Al leer el libro recuperamos el sabor, los aromas, los colores y las quimeras de una época: aquella en que, bajo el franquismo, conspiraban o sobrevivían los escritores de la oposición. En la que los escritores y poetas del régimen, además de vivir y escribir protegidos por sus publicaciones y revistas, ayudaban (no todos, por supuesto)  como podían a los vencidos y opositores. Una época en la que se expandía la televisión, en la que la literatura social se abría paso entre la evocación de los barrios madrileños (García Hortelano), la periferia barcelonesa de Guinardó o el Carmel (Marsé), el mundo de la mina (López Salinas), los barrios de chabolas más allá del Manzanares (Ferres)  y los poemas combativos de Blas de Otero o Celaya. Una época en la que el Gijón era la centralidad, el lugar de encuentro. Tal y como relata Umbral, allí se daban cita tertulias diversas y entre el humo de puros, cachimbas y cigarrillos (entonces no había leyes antitabaco) compartían un mismo espacio intelectuales vencedores , intelectuales vencidos e intelectuales crecidos en la neutralidad. Y todos ellos conformaban el Madrid cultural de entonces.

 

 

Y ése es el viaje fundamental que el escritor vallisoletano nos regala. A través de su experiencia como escritor-periodista y viajero curioso recién llegado a un Madrid que le deslumbra, visitamos todos los estratos sociales en que la cultura de entonces se movía. El Café Gijón es la lente con la que Umbral mira hacia aquel mundo, con la que enfoca a determinados personajes y los recrea. Del Gijón nos lleva al Chicote de Miguel Mihura, Alfonso Sánchez o Tono, nos lleva hasta la calle de la Ballesta con sus meretrices semiocultas, nos muestra una Gran Vía entre el ensueño y la realidad: "Si la Castellana miraba a París, la Gran Vía miraba a Nueva York o a Chicago", visitamos el "baile-bolera" de la calle Arlabán, detrás del teatro Alcázar, o el Ateneo de Madrid, aquel lugar en el que, entonces, Pepe Hierro dirigía una tertulia entre lo legal y lo clandestino, por la que pasó Umbral pero por la que pasaron casi todos los grandes poetas que en Madrid serían: "El Ateneo de aquellos años era una cueva alta, suntuosa y polvorienta. Una gruta cultural con anchas escaleras, oscuros desnudos, viejos ujieres, letárgicas bibliotecas… (…) El perfil escueto y curtido de Pepe Hierro cruzaba todo aquello, siempre veloz e irónico, subiendo y bajando escaleras, como no queriéndose contaminar de algo, no se sabía bien de qué".

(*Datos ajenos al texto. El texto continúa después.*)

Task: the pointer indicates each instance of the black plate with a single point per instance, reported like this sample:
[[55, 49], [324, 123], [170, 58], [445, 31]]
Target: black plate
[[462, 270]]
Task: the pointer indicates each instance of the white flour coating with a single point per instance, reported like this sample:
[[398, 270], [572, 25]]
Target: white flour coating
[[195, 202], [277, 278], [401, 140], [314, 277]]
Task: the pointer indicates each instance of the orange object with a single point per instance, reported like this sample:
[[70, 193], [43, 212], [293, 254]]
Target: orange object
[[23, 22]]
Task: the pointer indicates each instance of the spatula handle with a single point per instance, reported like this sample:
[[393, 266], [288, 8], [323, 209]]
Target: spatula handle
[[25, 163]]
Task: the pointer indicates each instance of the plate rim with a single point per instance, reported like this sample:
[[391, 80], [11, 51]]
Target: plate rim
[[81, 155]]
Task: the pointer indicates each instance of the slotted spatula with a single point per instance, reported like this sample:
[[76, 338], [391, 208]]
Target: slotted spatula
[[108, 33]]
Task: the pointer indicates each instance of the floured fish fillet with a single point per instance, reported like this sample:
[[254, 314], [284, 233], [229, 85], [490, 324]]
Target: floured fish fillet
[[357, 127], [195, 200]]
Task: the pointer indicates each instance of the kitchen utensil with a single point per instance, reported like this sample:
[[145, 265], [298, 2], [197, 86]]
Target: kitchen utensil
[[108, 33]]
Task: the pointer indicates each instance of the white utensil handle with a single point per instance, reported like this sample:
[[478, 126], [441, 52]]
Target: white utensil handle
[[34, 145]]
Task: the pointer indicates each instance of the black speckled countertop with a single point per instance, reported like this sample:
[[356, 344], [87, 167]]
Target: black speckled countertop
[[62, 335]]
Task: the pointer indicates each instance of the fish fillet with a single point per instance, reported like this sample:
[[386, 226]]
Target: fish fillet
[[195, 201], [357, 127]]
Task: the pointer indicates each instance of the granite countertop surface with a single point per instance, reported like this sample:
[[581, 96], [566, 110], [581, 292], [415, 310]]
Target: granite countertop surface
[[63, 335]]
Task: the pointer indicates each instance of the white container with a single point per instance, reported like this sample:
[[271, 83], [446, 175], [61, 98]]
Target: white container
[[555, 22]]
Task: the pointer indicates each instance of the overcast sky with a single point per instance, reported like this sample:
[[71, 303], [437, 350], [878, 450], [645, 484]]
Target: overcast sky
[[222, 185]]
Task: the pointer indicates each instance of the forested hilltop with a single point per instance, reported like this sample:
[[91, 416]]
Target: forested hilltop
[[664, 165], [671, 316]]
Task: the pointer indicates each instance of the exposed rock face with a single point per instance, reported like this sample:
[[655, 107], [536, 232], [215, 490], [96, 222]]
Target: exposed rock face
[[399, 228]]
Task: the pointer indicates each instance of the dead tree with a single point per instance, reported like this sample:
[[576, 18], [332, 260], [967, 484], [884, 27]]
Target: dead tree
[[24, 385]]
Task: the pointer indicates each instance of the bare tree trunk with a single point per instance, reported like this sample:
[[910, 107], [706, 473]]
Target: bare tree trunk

Y con Umbral nos sentamos (milagro de la literatura) en la tertulia de los poetas con Eladio Cabañero, Gerardo Diego, Leopoldo de Luis, Prado Nogueira o Manuel Álvarez Ortega, o con la de los pintores de entonces, desde Alcaín hasta Viola, o con la de las actrices, en la que brilla la mezcla de creatividad y belleza de Emma Cohen,  con la de los dramturgos, presidida por Buero Vallejo ("odiador" oficial de Camilo José Cela, según nos cuenta Umbral), o con la de los cuentistas como Ignacio Aldecoa, García Pavón, Meliano Peraile, Julián Ayesta  y vivimos momentos especialmente emocionantes, entrañables, de un tiempo desaparecido. 

 

 

Por ejemplo, el epílogo de las tertulias del  Ateneo: "A la salida nos íbamos en grupo, con Pepe Hierro, por las tabernas de la Plaza Mayor, y en uno de los sótanos de cal y vino conocí a más famosos, entre ellos Gabriel Celaya y Amparo Gastón"; o  una descripción del cuentista Meliano Peraile: "venido de barrios cada vez más lejanos, había pertenecido al grupo de Aldecoa y hacía unos cuentos muy cuidados, muy lentos, como empedrados de greguerías, casi siempre de ambientación popular,  y yo solía verle en Teide, adonde iba a trabajar más tranquilo sus relatos"; o, en fin, nos acercamos este rincón de aquel Madrid: "Calle del General Oráa. Barrio de Salamanca. Atrás quedaban las pensiones de la Madera, la residencias pretenciosas y miserables de Argüelles, los atardeceres de Ventas, con jugadores de la rana, gitanos y hogueras, el río Manzanares, con su mareo de olor y de verbena.". Y al fondo, como faro o como olla de cocción de la gloria literaria, el Café Gijón.